まるで、ファッションビルの店員の呼び込みのようなトーン。
それが私が持った違和感でした。
今でこそ、病院で患者を「○○様」と呼ぶところも珍しくなくなってきましたが、
当時の私は、自分の耳を疑いました。
この病院では、妊婦さんは「患者」ではなく、「お客さん」なのだと直感で思いました。
決してそれは悪い考えではないと思うし、そうすることで妊婦さんの心の負担が減るのなら、
それは正しいのでしょう。
けれど、私にとっては、なにかスッキリしない思いを抱かせました。
そんな中、私の名前が「様」付けで呼ばれました。
1週間ほど前のことが、少しフラッシュバックし、私の鼓動を速めます。
診察室も待合室に負けず、明るく、清潔で、温かみも感じるところでした。
ドクターの対応もそれはそれはきちんとしていて、先日味わった恐怖を思い出すことはありませんでした。
速やかに、何事もなかったかのように診察は終わりました。
受付で、少しあった違和感も、この頃には薄れていました。
自分が大事にされていることが実感できたからです。
(やっとここで落ち着ける・・・)
そう思ってホッとしている私にドクターは申し訳なさそうに言いました。
「前回は助産院で出産されてるあなたが、どうしてうちの病院を選んだんですか?」
不意をつかれて少し困った私は、それでも笑顔を作り
「出産は里帰りしてまた助産院で産むつもりですが、こちらの病院は家からも近いし、お友達もこちらで産んでいて、いい病院だと聞いたので・・・・・」
と答えました。
少し考えてからドクターが切りだしました。
「うちは、出産の痛みは、お母さんにも赤ちゃんにもストレスがかかり、悪影響があると考えています。
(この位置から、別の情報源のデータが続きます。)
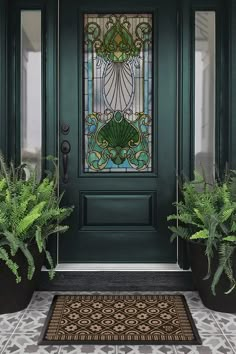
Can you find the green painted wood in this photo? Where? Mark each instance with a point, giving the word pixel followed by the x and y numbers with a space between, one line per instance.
pixel 232 84
pixel 118 237
pixel 3 76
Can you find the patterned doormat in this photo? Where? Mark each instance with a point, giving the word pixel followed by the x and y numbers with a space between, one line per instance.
pixel 116 319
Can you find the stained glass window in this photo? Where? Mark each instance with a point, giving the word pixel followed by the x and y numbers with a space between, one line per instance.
pixel 118 92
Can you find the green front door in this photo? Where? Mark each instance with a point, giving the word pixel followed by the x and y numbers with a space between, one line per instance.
pixel 117 90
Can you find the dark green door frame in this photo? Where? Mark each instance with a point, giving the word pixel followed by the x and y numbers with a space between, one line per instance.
pixel 3 75
pixel 226 90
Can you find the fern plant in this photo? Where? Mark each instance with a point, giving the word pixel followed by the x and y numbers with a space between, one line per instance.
pixel 207 215
pixel 29 212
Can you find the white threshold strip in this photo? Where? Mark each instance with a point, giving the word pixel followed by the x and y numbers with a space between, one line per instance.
pixel 124 267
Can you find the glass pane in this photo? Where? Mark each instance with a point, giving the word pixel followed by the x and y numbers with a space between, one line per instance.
pixel 118 92
pixel 31 96
pixel 205 78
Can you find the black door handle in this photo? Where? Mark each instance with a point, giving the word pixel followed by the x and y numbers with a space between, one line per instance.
pixel 65 149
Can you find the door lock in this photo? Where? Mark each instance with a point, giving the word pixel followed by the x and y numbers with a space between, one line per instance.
pixel 65 128
pixel 65 149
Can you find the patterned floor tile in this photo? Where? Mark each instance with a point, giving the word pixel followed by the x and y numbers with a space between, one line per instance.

助産院の考えとは対極です。今回も助産院で産むおつもりでしたら、うちではなく、他の病院にあたられた方がいいと思いますよ。」
ドクターの物腰はあくまでも優しく、それでいてきっぱりと私とお腹の子を拒絶したのでした。
今度こそと思っていた私には、また目の前でピシャリと扉を閉ざされた気がして、
ただ、トボトボと足取り重く、家に帰っていくしかありませんでした。
つわりはますますひどくなり、
水の臭いさえも気持ち悪く、まだ幼い長男をトーマスやディズニー映画のビデオでお守させる、
そんな日々が始まりだした10月の初旬のことでした。